On a trip to Alaska: the brighter blues and ceding purples of dawn, the calving of ice (like a dynamite blast), the candy twist of fog between the breaks in hills, the lugubrious faces of seals, the fins and tails of whales, the naturalists and crew we won't soon forget, the Great Young Elly P and her brother Owen (oh, my!), the people it was easy to love (grandparents, a pair of brothers, a pair of sisters like sisters to me), and a song that traveled through the green rain of a spruce and hemlock forest, carried forward by blonde cousins.

Gillian and Sarah. Sarah and Gillian. On our boat, on our trails, in our hearts.

"We want to be in one of your novels," they said to me, at the very end, their two faces glowing beneath glow-golden hair.

"What sort of novel would that be?" I wanted to know, and they laughed (for they were capable of such laughter) and explained:  A story in which big things happened. Unexpected things. Wow-worthy things. Secret powers lost and found. Adventures spinning forward. Not (most definitely not) one of those dreary novels in which description stands in for plot, character, and everything else.

Something has to happen, they said, they repeated.
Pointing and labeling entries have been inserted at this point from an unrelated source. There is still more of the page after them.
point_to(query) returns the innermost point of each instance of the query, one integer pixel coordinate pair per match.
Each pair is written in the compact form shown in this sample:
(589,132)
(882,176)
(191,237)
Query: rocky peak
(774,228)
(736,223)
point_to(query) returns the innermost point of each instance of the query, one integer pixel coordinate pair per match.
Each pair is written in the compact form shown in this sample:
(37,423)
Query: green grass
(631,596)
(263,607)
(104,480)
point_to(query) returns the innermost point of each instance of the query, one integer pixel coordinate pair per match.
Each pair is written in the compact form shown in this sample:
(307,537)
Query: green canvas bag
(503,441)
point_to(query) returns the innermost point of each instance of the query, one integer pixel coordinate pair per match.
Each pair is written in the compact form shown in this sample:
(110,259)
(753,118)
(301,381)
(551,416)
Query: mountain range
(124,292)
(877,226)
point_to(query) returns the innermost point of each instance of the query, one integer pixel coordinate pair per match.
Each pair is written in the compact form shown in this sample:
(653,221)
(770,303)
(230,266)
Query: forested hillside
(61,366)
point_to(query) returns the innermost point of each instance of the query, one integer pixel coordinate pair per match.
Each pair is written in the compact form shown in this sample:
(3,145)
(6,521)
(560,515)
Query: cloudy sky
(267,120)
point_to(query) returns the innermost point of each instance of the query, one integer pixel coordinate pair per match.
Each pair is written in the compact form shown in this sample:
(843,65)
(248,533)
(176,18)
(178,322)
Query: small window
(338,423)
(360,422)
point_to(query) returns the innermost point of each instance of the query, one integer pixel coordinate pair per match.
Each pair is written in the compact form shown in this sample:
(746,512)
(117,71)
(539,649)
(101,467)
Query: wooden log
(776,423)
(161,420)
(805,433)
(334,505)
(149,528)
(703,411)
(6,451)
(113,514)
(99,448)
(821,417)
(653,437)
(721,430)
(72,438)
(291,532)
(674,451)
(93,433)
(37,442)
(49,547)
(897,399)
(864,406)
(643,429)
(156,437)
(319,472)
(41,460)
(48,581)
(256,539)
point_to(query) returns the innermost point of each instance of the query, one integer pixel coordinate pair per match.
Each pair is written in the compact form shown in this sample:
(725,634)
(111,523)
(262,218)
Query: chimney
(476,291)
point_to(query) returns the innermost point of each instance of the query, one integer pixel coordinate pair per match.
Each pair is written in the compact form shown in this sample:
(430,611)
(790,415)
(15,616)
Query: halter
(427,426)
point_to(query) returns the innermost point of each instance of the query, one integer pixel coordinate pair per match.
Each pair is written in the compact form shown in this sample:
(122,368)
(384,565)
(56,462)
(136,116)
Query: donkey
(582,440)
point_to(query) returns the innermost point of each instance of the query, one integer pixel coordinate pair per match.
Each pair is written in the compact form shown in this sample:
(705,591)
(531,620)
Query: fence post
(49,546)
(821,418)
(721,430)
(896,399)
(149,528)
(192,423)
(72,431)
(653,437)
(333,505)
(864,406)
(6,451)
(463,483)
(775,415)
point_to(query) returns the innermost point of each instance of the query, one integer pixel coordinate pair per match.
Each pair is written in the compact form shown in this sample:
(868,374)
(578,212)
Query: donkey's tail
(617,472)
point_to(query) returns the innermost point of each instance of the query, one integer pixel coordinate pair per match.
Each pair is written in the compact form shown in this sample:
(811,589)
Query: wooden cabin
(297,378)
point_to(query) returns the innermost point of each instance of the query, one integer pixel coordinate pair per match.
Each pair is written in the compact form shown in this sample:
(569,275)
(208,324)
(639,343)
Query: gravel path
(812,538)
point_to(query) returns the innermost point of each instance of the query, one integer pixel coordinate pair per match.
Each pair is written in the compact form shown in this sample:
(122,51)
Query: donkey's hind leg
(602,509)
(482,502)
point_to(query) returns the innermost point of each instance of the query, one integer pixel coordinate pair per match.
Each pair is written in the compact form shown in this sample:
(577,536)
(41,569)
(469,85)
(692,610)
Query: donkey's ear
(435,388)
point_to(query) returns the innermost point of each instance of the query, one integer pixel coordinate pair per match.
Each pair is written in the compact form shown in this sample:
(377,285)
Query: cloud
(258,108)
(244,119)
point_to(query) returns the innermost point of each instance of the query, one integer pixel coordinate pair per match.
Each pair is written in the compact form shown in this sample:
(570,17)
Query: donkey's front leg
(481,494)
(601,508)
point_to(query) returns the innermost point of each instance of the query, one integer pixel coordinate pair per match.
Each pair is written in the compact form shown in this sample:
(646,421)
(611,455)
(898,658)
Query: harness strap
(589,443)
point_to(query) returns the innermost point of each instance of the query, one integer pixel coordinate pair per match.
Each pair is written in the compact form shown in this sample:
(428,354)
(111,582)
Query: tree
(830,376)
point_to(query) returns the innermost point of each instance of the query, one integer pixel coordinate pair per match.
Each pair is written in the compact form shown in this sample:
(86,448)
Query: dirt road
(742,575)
They were emphatic. They were two smart girls with big, expressive eyes, and they were hopeful, insistent, ready for the next great book, a Sarah and Gillian book, a story about two girls caught in a fabulous whirl, or, perhaps, in one of their sweet-soprano songs (He sat by her window and smoked his cigar... He told her he loved her, but my how he lied... They were to get married but somehow she died... The tombstone fell over and squish-squash he died... The moral of this story is don't smoke cigars, don't smoke cigar ar ar ars.)

"You can even make me evil," Sarah offered, intuiting, perhaps, that my imagination might not be big enough, my skills not sufficiently wide ranging, my details too soggy for their high-adventure taste.

"Make you evil?" I said. "Impossible."

She laughed her Sarah laugh. Gilly laughed her cousin laugh. These two girls with adventure tastes offering everything they felt a writer might need—inspiration, encouragement, latitude.

Make something happen, they said.

Write the story, they said.

Put us in the heart of it.

They are out there now, and they are waiting. But if, someday, you see a story of mine with a Sarah and Gillian twist, you'll know this: I will have captured only a fraction of the gold that each of these cousins is.